[PATCH] D45616: [X86] Lower _mm[256|512]_cmp[.]_mask intrinsics to native llvm IR

Thu Jun 14 06:50:43 PDT 2018

spatel added inline comments.

================
Comment at: lib/CodeGen/CGBuiltin.cpp:10107-10112
+    case 0x0b: // FALSE_OQ
+    case 0x1b: // FALSE_OS
+      return llvm::Constant::getNullValue(ConvertType(E->getType()));
+    case 0x0f: // TRUE_UQ
+    case 0x1f: // TRUE_US
+      return llvm::Constant::getAllOnesValue(ConvertType(E->getType()));
----------------
GBuella wrote:
> spatel wrote:
> > On 2nd thought, why are we optimizing when we have matching IR predicates for these?
> > Just translate to FCMP_TRUE / FCMP_FALSE instead of special-casing these values.
> > InstSimplify can handle the constant folding if optimization is on.
> I don't know, these TRUE/FALSE cases were already handled here, I only rearranged the code.
> Does this cause any problems?
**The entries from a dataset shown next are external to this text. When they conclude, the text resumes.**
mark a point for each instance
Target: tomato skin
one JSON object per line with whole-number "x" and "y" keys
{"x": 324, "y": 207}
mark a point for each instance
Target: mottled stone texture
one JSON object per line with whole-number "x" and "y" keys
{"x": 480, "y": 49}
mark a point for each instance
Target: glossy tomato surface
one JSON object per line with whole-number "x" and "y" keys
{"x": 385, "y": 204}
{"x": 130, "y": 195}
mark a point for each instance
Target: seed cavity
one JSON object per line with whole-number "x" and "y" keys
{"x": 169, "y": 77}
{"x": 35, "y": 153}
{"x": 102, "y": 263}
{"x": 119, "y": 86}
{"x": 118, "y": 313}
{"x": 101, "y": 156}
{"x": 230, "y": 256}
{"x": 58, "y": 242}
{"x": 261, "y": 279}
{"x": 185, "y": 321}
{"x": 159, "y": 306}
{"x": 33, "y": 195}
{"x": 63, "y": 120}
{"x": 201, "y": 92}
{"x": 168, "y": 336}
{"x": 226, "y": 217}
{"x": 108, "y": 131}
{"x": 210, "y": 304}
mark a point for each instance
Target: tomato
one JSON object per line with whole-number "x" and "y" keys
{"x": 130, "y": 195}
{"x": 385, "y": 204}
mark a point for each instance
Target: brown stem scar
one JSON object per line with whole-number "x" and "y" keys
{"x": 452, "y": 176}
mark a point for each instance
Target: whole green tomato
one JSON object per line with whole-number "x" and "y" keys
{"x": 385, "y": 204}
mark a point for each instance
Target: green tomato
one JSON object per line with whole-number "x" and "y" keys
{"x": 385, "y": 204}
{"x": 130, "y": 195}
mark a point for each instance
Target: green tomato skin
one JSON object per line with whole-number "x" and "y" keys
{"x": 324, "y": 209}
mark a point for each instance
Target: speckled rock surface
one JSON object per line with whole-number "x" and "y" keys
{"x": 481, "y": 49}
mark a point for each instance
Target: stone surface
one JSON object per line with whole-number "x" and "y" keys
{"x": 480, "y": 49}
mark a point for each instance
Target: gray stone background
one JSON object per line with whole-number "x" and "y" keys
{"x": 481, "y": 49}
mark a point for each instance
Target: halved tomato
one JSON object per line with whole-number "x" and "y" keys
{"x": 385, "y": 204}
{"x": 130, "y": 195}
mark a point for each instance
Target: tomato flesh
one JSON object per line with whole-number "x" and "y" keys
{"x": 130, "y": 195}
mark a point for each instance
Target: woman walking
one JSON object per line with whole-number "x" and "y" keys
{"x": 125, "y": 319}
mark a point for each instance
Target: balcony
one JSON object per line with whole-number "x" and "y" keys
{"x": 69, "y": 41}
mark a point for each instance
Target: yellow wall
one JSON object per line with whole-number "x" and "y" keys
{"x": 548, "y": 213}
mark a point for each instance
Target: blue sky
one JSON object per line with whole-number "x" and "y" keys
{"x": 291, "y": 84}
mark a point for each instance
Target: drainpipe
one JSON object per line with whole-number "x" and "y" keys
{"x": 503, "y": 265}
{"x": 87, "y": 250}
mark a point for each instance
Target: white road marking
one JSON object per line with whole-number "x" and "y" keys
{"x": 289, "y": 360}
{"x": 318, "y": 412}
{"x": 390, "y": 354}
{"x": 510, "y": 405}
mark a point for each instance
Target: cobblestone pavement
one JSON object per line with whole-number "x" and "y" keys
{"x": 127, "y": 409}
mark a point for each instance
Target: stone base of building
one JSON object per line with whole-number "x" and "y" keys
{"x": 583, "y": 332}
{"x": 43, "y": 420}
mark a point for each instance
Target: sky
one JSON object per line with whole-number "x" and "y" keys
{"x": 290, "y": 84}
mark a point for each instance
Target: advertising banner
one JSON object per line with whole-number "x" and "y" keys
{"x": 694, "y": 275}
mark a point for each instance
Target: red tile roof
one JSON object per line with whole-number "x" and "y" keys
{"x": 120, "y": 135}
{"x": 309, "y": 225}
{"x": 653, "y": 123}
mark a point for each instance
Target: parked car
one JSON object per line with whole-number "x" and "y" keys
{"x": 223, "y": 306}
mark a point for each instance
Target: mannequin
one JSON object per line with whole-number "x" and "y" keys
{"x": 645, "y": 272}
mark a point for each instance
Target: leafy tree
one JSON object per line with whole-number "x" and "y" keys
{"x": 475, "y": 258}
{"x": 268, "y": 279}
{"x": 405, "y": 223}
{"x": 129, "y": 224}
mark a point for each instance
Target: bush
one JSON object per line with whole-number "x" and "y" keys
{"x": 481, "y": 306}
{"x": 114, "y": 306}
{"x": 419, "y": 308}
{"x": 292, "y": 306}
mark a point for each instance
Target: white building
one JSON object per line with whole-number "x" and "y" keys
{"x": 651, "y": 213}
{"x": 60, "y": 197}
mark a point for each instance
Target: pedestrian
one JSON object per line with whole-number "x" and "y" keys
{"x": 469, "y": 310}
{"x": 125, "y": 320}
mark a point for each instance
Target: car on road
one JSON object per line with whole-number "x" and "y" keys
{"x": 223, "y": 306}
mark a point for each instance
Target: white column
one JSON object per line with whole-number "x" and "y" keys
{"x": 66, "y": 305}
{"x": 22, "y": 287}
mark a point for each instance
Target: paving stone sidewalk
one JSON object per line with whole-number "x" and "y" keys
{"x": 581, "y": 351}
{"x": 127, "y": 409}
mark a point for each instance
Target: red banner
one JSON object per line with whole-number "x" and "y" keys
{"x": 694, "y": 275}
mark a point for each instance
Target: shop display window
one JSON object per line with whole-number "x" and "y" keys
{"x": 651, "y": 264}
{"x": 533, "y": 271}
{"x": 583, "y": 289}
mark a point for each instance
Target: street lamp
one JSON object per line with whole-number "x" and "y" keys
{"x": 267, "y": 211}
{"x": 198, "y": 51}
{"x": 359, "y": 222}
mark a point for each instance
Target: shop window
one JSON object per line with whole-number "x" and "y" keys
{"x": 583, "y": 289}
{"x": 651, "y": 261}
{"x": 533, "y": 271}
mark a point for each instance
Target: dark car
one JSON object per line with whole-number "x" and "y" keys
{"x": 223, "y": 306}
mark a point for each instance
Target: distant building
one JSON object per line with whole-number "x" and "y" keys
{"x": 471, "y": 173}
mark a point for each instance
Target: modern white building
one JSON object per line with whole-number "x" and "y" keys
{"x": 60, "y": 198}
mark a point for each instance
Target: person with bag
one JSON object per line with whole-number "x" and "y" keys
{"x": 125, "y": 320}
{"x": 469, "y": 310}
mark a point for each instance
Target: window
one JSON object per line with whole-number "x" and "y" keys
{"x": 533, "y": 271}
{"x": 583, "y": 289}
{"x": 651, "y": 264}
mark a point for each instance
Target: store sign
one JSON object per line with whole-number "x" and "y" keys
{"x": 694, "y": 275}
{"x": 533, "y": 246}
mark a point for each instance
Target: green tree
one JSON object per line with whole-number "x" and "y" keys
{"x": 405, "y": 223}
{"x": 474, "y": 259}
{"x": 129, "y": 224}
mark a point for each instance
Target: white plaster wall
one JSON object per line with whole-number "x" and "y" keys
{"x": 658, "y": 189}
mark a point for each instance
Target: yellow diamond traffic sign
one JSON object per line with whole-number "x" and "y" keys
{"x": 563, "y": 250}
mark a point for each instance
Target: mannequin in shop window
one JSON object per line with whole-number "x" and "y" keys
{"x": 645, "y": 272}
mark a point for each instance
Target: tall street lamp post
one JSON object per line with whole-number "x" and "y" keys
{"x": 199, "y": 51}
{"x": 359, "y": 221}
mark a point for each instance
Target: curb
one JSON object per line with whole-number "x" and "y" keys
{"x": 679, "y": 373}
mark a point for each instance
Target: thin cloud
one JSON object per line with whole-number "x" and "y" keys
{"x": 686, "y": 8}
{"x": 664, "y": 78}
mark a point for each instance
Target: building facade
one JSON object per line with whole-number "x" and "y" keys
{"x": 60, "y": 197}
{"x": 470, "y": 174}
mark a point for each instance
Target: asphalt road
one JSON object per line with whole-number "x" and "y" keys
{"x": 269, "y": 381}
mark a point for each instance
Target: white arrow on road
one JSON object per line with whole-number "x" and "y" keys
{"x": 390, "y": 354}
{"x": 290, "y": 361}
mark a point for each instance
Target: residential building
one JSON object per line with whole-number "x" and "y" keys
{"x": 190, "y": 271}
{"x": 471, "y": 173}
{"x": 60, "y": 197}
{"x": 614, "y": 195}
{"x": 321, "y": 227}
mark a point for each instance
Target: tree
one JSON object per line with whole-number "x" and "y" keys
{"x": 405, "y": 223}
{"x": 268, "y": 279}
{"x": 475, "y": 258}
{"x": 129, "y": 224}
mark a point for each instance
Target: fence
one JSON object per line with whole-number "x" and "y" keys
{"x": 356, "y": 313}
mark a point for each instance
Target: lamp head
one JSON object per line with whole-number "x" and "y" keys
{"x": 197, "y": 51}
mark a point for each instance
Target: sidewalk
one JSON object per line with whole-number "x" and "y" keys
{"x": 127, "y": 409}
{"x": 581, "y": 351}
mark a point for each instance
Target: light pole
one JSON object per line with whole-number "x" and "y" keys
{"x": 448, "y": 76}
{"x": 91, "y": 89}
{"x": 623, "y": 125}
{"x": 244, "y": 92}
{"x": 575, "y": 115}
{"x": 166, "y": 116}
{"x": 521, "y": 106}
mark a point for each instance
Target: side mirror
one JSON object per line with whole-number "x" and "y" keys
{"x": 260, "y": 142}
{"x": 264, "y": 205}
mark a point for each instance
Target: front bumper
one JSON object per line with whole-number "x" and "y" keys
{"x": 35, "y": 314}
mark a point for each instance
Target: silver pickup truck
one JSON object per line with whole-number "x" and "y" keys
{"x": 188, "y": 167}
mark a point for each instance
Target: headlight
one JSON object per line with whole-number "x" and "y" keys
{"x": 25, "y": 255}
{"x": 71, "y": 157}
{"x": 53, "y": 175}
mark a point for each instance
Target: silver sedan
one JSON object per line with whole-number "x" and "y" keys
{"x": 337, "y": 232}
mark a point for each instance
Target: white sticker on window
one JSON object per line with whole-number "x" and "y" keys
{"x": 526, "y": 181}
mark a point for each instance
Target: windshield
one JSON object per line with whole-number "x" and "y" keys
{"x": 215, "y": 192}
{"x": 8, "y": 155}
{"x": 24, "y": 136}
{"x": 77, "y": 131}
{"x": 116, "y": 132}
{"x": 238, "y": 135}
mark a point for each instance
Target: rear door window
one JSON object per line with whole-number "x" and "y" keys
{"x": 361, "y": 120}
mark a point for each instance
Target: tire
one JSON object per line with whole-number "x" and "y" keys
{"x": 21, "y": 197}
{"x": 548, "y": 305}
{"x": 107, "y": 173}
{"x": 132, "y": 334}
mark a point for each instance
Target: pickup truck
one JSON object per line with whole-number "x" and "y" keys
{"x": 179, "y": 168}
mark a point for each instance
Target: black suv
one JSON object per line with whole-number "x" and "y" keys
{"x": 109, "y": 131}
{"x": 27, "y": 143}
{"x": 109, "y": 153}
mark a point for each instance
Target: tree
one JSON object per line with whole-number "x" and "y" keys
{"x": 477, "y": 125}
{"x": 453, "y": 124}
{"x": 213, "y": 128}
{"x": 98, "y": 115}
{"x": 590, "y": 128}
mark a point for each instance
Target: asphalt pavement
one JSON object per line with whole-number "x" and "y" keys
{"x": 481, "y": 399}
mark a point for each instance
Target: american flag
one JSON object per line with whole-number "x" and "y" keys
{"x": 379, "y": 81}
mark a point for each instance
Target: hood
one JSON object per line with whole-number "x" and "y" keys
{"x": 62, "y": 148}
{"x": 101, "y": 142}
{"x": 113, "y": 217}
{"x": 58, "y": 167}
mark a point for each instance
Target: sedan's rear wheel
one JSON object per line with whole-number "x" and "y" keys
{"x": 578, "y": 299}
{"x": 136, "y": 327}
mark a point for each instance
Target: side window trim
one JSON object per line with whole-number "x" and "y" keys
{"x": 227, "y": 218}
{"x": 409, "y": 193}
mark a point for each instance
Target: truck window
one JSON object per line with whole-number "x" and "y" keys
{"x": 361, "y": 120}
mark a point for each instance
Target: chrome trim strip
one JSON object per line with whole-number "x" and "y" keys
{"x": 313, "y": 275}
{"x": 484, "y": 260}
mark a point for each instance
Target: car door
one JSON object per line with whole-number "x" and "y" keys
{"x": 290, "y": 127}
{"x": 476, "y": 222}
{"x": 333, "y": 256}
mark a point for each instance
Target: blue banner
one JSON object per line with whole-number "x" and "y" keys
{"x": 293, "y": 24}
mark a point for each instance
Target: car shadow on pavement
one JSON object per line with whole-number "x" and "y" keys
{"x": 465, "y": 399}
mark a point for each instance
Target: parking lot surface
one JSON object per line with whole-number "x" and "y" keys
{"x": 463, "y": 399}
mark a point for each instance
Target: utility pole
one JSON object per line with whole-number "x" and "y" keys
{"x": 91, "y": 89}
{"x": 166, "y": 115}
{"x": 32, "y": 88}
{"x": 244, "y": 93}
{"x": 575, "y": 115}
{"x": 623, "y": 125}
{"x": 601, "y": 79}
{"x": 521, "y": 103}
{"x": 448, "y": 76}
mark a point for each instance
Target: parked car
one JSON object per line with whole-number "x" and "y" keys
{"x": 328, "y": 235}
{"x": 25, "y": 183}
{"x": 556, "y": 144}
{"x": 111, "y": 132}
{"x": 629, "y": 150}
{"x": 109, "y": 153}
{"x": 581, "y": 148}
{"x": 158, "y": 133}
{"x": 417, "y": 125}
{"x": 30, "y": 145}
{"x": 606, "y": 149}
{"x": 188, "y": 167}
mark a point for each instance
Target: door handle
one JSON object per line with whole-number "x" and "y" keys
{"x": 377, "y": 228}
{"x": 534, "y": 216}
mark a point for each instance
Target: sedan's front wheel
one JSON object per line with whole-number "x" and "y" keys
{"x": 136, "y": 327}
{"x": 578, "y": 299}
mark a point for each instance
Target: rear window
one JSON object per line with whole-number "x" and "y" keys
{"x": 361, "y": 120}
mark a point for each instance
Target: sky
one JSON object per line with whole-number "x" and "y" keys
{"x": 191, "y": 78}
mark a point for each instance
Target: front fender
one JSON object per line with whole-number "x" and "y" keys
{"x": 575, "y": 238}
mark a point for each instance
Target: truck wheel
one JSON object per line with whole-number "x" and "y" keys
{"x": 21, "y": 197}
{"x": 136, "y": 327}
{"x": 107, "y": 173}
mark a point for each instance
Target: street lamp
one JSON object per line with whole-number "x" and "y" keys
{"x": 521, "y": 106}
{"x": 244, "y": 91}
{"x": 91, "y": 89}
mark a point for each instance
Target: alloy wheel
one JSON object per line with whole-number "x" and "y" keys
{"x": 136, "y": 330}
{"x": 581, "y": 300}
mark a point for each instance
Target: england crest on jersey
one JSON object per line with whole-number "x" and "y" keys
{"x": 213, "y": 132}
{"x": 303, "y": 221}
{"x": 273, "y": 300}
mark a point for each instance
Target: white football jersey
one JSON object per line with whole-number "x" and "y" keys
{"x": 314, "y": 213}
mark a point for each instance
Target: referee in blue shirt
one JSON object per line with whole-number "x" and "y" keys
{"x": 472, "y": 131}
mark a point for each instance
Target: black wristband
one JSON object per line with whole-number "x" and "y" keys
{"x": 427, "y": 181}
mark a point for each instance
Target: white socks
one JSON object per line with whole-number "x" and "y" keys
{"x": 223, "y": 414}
I mean, if it meant an extra dozen lines of code I would get it, but as it is, does it hurt anything?
It's mostly about being consistent. I think it's generally out-of-bounds for clang to optimize code. That's not its job.

The potential end user difference is that in unoptimized code, a user might expect to see the vcmpXX asm corresponding to the source-level intrinsic when debugging.

I agree that this is changing existing behavior, so it's better if we make this change before or after this patch.

https://reviews.llvm.org/D45616